No âmbito comunitário, os cidadãos suíços estabelecidos receberam o direito de votar e concorrer às eleições em 1874. Entretanto, a base legal para isso falhou três vezes em referendos. Isto também foi introduzido em 1874, e deu aos cantões conservadores de fato uma posição de veto.

Em 1915 foi necessária a objeção decisiva do Supremo Tribunal Federal, que declarou inconstitucional o motivo de exclusão.

Necessidade atual de recuperar o atraso

É um paradoxo: a Suíça foi a líder mundial em termos de democracia, quando se tratou de estabelecer e expandir os direitos do povo. Mas quando se tratou de conceder direitos políticos, foi extremamente hesitante desde o início – e cada vez mais pertence aos países com uma prática estagnada.

Ainda hoje, os estrangeiros estabelecidos são em sua maioria excluídos, pois os direitos políticos permanecem vinculados à nacionalidade suíça. O primeiro desvio foi feito pelo cantão do Jura, quando foi fundado. Poucos cantões de língua francesa seguiram o exemplo no que diz respeito ao direito de voto cantonal, e alguns com relação ao direito de voto comunitário. Os críticos reclamam que isto prejudica cada vez mais os direitos políticos.

Os direitos políticos ainda estão vinculados ao local de residência. Isto só foi afrouxado com a introdução do voto por correspondência nos anos 1990. Desta forma, em nível federal, assim como em alguns cantões, os suíços no exterior também podem exercer seus direitos políticos.
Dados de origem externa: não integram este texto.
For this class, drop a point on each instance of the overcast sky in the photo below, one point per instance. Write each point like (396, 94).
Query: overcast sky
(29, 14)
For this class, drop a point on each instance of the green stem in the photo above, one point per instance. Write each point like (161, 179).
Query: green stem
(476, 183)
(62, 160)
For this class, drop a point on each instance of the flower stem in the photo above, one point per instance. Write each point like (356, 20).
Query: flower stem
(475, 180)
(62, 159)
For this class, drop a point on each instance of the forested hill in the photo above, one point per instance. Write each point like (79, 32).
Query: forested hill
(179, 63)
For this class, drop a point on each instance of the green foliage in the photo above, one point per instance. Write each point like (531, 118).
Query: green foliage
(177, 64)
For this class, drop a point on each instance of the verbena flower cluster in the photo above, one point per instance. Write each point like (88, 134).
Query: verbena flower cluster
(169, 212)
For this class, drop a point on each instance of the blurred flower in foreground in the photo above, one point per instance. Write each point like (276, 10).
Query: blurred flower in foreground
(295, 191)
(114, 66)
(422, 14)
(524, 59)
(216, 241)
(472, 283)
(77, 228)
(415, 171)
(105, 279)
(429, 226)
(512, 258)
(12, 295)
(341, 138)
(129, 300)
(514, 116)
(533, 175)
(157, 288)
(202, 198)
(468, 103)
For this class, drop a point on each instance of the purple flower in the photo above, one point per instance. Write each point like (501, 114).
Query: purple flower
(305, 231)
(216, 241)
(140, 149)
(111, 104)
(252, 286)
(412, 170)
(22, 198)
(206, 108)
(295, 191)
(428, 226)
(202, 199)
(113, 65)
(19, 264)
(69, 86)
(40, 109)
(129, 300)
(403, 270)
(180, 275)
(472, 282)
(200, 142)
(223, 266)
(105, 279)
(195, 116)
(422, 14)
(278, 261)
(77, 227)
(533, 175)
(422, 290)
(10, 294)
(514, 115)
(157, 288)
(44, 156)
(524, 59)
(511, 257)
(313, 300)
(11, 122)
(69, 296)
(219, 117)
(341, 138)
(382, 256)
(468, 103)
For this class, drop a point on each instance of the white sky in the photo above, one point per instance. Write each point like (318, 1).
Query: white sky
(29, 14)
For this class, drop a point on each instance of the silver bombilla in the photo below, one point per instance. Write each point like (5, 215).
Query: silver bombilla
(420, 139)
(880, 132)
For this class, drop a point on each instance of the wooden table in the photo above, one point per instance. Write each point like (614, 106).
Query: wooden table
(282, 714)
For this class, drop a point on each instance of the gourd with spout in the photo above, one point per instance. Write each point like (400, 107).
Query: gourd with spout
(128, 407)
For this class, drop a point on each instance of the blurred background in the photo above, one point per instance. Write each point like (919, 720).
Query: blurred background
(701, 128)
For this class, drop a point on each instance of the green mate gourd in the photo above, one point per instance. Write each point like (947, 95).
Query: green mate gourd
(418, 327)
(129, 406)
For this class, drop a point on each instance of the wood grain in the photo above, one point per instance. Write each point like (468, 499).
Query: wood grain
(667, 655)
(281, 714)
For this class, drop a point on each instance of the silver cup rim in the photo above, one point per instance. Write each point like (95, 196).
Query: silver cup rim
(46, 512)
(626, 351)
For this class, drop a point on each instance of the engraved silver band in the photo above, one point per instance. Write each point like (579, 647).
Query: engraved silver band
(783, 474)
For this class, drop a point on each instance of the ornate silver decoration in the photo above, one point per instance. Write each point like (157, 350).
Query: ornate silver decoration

Mas sem o voto eletrônico, os obstáculos práticos permanecem grandes.

A inclusão de pessoas com deficiência mental ou psicológica nos direitos políticos pelo cantão de Genebra é, por enquanto, o mais recente ato pioneiro.

Exclusão impulsiona a democratização

O historiador Rolf Graber escreve que a luta pelo voto universal e pelos direitos eleitorais foi uma importante força motriz por trás de um impulso à democratização: pois a exclusão das pessoas dos direitos políticos motivou-as a se levantarem junto aos aliados por seus direitos, que eram baseados nos direitos humanos.

No mínimo três vezes, Genebra foi um cantão pioneiro: na abolição da exclusão dos pobres, na introdução do direito de voto cantonal para as mulheres e nos direitos políticos para os estrangeiros.

Uma concepção de humanidade orientada para o indivíduo independente, e não para grupos historicamente privilegiados, tem facilitado repetidas vezes a tarefa deste cantão de fazer passar a contraproposta à corrente dominante suíça.